Okay so i think i get it a little bit, am I supposed to go from a general derivative to an exact slope? And the only way to do that is by finding some x value that will make that 2x turn into some constant slope?

Yeah, you're almost there.

Letting x = 1+√2 gives you an equation for a line

y - (3 + 2√2) = (2 + 2√2)(x - (1+√2)).

Plugging in (1, -1) for (x, y) shows that this line contains (1, -1). This line crosses through (1+√2, f(1+√2)) and has slope f'(1+√2), so it is tangent to the graph f at that point.

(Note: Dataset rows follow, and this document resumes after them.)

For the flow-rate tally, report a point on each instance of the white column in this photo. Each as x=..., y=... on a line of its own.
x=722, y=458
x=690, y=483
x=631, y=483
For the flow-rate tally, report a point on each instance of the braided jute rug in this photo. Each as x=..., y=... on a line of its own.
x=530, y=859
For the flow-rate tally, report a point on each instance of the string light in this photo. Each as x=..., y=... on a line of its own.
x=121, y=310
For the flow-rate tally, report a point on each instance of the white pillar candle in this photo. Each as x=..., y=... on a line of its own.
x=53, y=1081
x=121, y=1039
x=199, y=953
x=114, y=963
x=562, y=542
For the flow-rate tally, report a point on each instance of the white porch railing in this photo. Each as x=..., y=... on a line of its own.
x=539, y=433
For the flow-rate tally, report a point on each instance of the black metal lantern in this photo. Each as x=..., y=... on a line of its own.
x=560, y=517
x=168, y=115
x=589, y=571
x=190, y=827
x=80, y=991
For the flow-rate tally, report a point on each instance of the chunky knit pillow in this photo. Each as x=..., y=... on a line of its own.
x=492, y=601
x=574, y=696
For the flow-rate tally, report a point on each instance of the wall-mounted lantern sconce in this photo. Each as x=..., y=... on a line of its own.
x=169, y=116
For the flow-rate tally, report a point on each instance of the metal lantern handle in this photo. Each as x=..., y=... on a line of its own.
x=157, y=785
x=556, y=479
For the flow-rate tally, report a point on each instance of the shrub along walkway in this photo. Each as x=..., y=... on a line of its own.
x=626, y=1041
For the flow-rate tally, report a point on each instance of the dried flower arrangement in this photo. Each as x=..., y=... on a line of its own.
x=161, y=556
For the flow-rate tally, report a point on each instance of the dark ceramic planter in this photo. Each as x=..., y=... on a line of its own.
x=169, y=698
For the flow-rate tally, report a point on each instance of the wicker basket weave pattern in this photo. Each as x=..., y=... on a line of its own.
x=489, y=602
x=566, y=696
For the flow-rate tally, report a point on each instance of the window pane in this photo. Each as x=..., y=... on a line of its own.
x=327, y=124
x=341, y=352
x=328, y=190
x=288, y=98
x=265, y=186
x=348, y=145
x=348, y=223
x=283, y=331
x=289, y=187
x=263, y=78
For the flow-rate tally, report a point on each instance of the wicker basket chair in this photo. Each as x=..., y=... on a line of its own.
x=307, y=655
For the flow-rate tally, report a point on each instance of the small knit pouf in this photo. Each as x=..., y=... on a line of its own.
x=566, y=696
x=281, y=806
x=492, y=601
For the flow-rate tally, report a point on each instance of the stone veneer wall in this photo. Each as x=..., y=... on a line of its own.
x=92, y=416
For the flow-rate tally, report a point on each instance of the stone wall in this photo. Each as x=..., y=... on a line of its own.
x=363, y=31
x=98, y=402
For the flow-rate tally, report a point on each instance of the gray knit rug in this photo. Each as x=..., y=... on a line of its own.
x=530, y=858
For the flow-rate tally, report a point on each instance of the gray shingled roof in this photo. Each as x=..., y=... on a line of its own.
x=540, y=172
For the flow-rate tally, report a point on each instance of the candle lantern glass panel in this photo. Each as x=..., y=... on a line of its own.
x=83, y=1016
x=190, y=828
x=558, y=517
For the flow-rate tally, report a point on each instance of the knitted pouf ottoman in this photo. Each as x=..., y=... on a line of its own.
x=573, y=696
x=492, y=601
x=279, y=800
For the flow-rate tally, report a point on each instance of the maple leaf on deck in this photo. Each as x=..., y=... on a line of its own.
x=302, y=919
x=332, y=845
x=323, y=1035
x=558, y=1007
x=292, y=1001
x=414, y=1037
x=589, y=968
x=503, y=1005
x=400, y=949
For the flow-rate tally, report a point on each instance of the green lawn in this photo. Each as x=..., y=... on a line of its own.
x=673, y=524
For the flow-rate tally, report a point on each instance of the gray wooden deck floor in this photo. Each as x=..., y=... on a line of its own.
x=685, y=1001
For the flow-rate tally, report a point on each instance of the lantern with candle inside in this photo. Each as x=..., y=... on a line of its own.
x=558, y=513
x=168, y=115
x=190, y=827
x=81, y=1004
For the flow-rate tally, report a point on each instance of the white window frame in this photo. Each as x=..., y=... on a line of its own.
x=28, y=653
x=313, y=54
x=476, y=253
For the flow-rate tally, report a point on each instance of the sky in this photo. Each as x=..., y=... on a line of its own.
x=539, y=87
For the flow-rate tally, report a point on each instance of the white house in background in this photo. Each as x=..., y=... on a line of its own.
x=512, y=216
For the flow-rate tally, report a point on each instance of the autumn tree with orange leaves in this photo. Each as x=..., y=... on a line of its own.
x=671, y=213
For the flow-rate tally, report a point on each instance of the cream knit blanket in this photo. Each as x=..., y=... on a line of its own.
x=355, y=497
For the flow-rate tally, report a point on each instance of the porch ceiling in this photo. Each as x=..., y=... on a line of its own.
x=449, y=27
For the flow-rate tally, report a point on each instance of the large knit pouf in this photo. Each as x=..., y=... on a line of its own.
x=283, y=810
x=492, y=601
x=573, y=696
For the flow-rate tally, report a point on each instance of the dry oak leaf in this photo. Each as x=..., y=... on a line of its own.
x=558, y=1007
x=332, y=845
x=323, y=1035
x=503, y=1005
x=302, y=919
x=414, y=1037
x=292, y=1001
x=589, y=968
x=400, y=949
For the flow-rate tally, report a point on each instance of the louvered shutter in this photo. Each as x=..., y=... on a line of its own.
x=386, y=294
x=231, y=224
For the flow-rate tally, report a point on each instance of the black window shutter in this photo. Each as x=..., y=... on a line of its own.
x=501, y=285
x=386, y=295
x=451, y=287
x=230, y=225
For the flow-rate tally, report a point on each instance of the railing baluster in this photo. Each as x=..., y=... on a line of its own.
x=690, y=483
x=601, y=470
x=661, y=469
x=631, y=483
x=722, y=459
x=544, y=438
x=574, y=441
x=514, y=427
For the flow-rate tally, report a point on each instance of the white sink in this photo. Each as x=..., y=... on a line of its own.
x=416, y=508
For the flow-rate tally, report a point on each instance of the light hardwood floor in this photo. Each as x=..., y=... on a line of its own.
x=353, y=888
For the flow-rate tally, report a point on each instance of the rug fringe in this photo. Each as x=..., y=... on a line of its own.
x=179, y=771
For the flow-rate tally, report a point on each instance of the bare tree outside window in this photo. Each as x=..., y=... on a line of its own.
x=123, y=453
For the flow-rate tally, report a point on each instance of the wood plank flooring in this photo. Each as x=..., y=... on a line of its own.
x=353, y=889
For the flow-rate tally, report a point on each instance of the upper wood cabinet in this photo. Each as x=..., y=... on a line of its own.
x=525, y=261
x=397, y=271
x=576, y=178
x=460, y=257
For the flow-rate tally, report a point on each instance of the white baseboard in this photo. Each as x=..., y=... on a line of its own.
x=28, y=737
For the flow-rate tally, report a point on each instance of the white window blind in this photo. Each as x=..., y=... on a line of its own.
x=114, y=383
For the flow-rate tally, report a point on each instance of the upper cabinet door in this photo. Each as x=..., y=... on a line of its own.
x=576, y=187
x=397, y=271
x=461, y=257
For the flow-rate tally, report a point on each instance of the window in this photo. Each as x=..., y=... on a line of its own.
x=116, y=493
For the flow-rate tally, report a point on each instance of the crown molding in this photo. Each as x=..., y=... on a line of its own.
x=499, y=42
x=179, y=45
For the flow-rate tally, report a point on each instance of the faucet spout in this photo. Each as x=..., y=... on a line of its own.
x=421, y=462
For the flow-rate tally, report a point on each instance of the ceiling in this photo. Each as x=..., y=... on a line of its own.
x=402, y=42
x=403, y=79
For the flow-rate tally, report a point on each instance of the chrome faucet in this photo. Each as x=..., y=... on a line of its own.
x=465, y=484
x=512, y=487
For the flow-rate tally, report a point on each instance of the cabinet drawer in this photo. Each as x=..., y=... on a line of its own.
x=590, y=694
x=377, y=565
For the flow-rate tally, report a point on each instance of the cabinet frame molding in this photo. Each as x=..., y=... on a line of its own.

y - y1 = m(x - x1) is indeed the equation for a line, provided m, x1, y1 are constants. To find the correct constants, you can solve for them as I've done above.

HallsofIvy
Any line through (1, 1) is of the form y= m(x- 1)- 1. If that is tangent to y= f(x) at some point $(x_0, y_0)$ (it is a very bad idea to use just "x" both for the variable and a specific value), then you must have $m(x_0- 1)+ 1= f(x_0)$ (so that it touches the graph) and $m= f'(x_0)$ (so that it is tangent there). That gives you two equations to solve for m and $x_0$.
In your $f(x)= x^2$ example that would be $m(x_0- 1)+ 1= x_0^2$ and $m= 2x_0$. Replace m in the first equation by $2x_0$ to get $2x_0^2- 2x_0+ 1= x_0^2$, a quadratic equation for $x_0$.
(In fact, that equation is just $(x_0- 1)^2= 0$ which has the single root $x_0= 1$. That's because the line is tangent and does not cross through the graph.)